EHRs Lose Money for Most Physicians, Study Says

March 04, 2013

Adopting an electronic health record (EHR) system is a money-losing proposition for most physicians, even with the availability of federal bonuses for meaningful use of the technology, according to a study published online today in the journal Health Affairs.

Lead author Julia Adler-Milstein, PhD, an assistant professor at the University of Michigan, and coauthors projected the average physician to lose $43,743 over 5 years and only 27% of practices to achieve a positive return on investment (ROI). That percentage of in-the-black practices would increase to 41% if they received $44,000 in meaningful-use incentive payments over 5 years.

The good news in the otherwise discouraging report is that practices achieving a positive ROI did so in part by using their EHRs to significantly boost their revenue.

Dr. Adler-Milstein and coauthors based their findings on a survey of 49 practices in a large EHR pilot program called the Massachusetts eHealth Collaborative (MEC), organized by the American College of Physicians and the Massachusetts Medical Society. MEC paid for the EHRs and the consultants who helped the practices implement the technology from March 2006 through December 2007.


Groups With 6 or More Physicians Post Positive ROIs

The study accounted for both one-time costs of the pilot such as the cost of the EHR system and on-going costs such as the salary of an information technology expert. These were set against benefits of EHR adoption, which broke down into revenue increases and avoided costs. An example of the latter was less money spent on paper medical records. The authors took pains to distinguish between costs and benefits attributable to EHR adoption and those associated with other changes in the practice.

The financial data on both costs and benefits covered fiscal 2005, before the roll-out of the MEC pilot, and fiscal 2008, when the pilot was in full swing. The authors used that data to generate 5-year ROI projections.

Although the average physician was expected to lose $43,743 over 5 years, the damage was not as bad for physicians in primary care, who lost $29,349 compared with $50,722 for specialists. Unlike smaller practices, groups with 6 or more physicians posted a positive though meager ROI — an average of $2205.

Physicians nationwide did not begin receiving federal incentive payments for meaningful use of EHRs until 2011. Nevertheless, Dr. Adler-Milstein and colleagues recalculated the ROI for the MEC practices assuming that they had earned the full $44,000 in incentive payments available from Medicare. With this bonus, the percentage of all practices achieving a positive ROI jumped from 27% to 41%. More significantly, the federal cash raised the percentage of primary care practices in the positive ROI category from 25% to 56%. The increase was nearly as steep for practices with 6 or more physicians — from 38% to 75%.
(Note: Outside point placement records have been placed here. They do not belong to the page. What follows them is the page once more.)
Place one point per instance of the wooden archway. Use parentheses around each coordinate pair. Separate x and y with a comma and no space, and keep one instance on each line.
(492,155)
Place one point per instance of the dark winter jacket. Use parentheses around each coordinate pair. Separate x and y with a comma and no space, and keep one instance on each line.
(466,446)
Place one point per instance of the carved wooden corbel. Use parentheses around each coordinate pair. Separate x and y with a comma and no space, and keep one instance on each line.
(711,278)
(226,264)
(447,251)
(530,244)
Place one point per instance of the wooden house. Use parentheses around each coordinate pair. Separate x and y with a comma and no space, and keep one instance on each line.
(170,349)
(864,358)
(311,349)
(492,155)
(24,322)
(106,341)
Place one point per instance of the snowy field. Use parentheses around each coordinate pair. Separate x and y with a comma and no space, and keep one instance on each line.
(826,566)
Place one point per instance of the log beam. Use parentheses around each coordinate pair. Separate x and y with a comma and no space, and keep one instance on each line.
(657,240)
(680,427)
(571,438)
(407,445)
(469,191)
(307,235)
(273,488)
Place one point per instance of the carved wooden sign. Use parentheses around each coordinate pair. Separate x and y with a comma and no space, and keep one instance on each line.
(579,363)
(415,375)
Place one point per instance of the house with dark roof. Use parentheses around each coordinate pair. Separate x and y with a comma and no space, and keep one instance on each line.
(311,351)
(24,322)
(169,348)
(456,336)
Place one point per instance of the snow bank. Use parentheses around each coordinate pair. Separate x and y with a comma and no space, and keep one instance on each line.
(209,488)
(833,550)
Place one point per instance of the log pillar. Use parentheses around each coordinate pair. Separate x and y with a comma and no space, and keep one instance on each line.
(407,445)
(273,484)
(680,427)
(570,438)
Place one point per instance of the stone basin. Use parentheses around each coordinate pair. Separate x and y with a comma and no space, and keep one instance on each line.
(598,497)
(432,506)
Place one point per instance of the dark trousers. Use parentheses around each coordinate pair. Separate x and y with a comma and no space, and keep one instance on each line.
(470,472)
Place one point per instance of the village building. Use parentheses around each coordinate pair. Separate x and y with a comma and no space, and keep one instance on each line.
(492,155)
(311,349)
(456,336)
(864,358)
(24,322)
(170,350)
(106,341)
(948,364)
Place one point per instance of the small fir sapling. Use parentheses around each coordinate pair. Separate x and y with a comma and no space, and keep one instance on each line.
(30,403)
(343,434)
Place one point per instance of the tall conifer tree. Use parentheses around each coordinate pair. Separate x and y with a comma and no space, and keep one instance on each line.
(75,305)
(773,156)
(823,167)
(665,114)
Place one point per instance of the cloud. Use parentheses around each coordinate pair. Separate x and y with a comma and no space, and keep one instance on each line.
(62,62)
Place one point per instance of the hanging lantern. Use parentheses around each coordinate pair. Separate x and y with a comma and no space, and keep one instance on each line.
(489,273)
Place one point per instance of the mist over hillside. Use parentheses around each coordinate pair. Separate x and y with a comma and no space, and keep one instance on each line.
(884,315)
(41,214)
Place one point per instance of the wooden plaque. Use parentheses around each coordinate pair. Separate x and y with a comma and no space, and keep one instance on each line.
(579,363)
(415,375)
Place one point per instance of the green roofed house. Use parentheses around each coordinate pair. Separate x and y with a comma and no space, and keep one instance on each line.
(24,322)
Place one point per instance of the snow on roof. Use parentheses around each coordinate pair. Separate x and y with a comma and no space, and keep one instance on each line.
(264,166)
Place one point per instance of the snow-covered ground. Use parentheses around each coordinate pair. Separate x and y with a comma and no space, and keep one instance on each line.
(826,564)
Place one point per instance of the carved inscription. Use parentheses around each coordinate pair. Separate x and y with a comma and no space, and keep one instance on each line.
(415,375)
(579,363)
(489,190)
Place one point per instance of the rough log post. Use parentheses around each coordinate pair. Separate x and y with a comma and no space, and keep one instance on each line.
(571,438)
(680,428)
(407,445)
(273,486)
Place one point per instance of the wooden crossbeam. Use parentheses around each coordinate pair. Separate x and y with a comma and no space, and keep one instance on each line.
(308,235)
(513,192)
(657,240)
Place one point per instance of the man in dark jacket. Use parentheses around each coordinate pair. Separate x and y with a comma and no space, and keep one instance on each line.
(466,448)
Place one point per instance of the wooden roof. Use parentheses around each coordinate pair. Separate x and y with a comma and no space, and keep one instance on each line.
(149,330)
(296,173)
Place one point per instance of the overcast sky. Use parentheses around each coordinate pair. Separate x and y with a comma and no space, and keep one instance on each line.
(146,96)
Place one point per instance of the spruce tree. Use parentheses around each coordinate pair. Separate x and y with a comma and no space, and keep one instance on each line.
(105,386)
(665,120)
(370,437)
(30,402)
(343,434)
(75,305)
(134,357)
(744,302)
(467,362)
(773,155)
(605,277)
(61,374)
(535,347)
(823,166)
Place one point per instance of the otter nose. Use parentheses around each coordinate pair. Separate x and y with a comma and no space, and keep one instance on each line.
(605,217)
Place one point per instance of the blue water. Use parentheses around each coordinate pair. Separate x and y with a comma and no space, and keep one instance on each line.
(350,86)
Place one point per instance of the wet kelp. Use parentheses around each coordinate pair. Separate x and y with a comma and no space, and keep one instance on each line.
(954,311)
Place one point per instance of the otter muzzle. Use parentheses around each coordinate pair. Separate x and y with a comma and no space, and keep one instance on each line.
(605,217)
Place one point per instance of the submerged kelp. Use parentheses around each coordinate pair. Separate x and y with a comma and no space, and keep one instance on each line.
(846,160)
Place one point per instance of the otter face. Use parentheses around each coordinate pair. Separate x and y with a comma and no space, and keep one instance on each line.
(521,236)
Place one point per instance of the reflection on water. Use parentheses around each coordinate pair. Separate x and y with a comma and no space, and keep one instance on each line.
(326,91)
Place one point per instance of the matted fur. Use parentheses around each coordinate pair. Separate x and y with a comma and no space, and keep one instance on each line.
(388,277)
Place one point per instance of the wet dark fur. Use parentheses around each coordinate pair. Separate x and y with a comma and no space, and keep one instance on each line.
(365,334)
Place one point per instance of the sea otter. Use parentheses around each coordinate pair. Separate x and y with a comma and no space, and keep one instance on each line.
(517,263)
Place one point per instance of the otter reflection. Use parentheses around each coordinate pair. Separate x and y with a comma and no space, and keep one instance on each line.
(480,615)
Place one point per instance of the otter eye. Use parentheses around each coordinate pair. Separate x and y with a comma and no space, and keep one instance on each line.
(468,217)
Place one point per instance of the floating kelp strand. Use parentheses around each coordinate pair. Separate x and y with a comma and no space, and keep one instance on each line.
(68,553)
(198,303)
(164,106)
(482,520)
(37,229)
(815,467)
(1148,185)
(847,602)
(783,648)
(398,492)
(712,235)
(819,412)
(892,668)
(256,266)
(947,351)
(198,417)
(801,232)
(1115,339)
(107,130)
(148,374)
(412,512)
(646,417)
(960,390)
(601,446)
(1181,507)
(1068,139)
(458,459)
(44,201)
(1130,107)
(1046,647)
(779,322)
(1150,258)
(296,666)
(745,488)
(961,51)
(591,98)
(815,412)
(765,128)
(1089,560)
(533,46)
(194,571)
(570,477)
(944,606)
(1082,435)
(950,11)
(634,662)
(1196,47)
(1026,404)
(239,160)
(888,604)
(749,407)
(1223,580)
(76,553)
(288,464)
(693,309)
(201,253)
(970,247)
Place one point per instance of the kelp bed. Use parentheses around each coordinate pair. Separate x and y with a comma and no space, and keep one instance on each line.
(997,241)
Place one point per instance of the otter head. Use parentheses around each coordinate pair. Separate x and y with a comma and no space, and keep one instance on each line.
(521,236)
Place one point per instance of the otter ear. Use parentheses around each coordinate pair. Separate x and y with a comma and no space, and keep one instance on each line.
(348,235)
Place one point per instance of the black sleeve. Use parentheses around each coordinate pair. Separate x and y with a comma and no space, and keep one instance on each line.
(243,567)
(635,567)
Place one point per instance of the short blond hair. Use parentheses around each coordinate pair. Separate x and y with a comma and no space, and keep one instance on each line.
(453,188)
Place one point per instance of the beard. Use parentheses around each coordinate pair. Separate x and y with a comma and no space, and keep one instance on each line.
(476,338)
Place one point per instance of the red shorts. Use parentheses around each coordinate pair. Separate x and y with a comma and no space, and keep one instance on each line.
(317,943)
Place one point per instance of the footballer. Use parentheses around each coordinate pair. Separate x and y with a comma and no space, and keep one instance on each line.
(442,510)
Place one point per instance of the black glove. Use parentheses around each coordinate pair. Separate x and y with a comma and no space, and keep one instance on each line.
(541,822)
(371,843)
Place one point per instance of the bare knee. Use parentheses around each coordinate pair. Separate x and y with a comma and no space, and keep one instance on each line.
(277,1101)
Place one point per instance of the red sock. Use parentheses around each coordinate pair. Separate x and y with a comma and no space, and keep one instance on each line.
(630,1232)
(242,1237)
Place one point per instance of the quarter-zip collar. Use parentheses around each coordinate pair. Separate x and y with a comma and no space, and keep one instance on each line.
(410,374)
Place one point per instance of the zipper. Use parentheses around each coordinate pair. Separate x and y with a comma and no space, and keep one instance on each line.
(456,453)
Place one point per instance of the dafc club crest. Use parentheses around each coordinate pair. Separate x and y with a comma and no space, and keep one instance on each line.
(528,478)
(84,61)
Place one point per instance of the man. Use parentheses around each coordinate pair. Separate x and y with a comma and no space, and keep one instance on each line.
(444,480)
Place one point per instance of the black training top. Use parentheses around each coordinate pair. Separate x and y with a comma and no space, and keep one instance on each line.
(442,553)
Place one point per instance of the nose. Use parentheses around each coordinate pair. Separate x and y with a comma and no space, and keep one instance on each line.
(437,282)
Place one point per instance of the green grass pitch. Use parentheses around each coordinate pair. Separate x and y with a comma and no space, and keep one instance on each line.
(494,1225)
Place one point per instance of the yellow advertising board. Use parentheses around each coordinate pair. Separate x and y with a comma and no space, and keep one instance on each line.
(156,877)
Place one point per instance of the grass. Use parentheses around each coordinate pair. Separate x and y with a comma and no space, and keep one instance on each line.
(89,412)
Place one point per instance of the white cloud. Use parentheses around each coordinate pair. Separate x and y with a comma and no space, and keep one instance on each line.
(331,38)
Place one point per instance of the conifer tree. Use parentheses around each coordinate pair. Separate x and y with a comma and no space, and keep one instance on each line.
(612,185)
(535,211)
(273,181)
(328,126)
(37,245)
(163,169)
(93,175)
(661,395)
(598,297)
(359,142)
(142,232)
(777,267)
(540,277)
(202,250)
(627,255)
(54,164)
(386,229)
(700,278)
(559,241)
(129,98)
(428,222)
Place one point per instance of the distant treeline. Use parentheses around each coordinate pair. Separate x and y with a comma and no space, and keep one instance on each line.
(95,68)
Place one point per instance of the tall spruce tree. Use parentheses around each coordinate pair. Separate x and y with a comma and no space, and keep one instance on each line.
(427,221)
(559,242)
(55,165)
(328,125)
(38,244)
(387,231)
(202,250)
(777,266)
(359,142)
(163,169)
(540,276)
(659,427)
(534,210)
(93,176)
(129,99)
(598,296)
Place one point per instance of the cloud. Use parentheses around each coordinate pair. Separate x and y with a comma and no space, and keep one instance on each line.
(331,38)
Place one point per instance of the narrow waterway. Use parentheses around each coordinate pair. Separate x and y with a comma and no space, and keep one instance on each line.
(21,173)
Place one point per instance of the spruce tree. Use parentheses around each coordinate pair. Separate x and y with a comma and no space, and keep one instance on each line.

Some Practices Learned How to Boost Revenue With New EHRs

Dr. Adler-Milstein and coauthors write that an investment in an EHR system may not pay off for practices who fail "to make the operational changes required to realize benefits."

For example, nearly half of the practices failed to save money on paper medical records because they continued to keep paper charts on hand even after they turned on their EHR systems. Practices with positive ROIs saved an average of $8245 on paper charts compared with $3898 for practices with negative ROIs. The gap was even wider when it came to savings on dictation services ($52,782 vs $8345) and support staff ($41,983 vs $5038).

Even more significantly, the 13 practices with positive ROIs averaged $114,613 in additional revenue attributable to their new EHR systems compared with only $9204 for the 36 practices with negative ROIs. Five of the practices with positive ROIs reported that their EHRs allowed them to see more patients per day. And 9 practices boosted revenue through improved billing. Their EHR systems produced more error-free claims, resulting in fewer rejections. Plus, the technology allowed physicians to more accurately code their work, which solved the problem of undercoding and led to higher reimbursement.

However, the study authors note that revenue gains based on more accurate coding highlight "the potential misalignment between optimal provider use of EHRs and the savings that policymakers hope will result from greater EHR adoption, underscoring the recent concern about the potential for EHRs to drive up healthcare costs."

The authors write that more small practices might recoup their investment on EHRs and then some if the federal government increases the size of meaningful-use incentive payments. However, a "more compelling approach" would be to pursue policies that reduce the cost of EHR adoption and increase its benefits. Encouraging small groups to join larger ones could shrink adoption costs through economies of scale. And more practices could learn how to reorganize their operations to exploit EHR technology if the government increased funding for so-called regional extension centers that help with implementation.

Coauthor David Bates, MD, MPH, reported serving on 2 advisory groups for the federal Office of the National Coordinator for Health Information Technology and having financial relationships with a number of medical device and information technology firms. The other coauthors have disclosed no relevant financial relationships.